Monday, January 09, 2012

Galette des Rois

It's that time of the year again... Le seul jour de l'année où on peut manger de la frangipane à volonté parce qu'on a une tarte (toujours un petit peu trop grande pour nos capacités d'absorption, sinon ce n'est pas drôle) et qu'il FAUT la manger en entier, de crainte de cette sorte de dictat naturel qui dit que si on laisse un morceau de tarte dans le plat, c'est d'office de morceau-là qui a la fève, et on a pris une galette pour rien. Obligé. Et puis comme dans ma famille il y a une personne sur deux qui n'aime pas la galette des rois, il y a beaucoup d'assiettes à finir après. Pour lutter contre le gaspillage, vous comprenez.
Mmmmmmh.
Et bien je dois dire que pour le coup, les Français m'ont carrément impressionnée; dans les boulangeries, il y avait autant de sortes de galettes des rois différentes que de pain (et c'est dire). Il m'a fallu toute ma volonté pour ne pas sombrer au vice de la gloutonnerie consistant à m'acheter cette big galette 14 personnes, là, mais dont la frangipane était aux noisettes et à la pistache - hhhhhh!!!!!
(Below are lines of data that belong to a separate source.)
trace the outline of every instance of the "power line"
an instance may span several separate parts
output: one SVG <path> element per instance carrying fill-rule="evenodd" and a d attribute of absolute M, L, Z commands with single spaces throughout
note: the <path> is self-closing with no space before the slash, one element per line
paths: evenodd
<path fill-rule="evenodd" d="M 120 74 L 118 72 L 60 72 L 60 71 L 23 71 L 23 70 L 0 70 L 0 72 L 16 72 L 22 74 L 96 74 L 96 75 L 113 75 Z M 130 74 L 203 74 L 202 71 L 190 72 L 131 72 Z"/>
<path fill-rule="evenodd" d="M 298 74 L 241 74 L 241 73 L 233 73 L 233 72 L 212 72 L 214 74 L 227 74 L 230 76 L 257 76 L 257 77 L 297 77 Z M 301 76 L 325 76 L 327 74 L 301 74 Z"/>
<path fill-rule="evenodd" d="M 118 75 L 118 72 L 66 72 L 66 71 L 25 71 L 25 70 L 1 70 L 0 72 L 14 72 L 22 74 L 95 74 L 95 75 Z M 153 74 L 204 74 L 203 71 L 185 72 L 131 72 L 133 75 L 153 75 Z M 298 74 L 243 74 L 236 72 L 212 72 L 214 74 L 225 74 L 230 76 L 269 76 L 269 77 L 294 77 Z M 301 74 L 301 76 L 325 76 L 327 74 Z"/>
Enfin bon, je suis allée chez Gabrielle à la place, qui a cuisine une galette en s'inspirant de sa recette fétiche avec quelques ajouts de cette recette-ci.
mmmmh galette des rois
Comme d'habitude je n'ai pas eu la fève (en 28 24 16 ans d'existence je n'ai pas eu la fève une seule fois, il faut le savoir). C'est Antoine qui l'a eue.
Le roi.
Il est heureux.
Antoine à qui nous devons la paternité de la photo ci-dessous:
La fève!
Très très artistique. Je n'aurais pas fait mieux.
Par contre, ça n'a pas été très discret quand j'ai fini les assiettes des autres.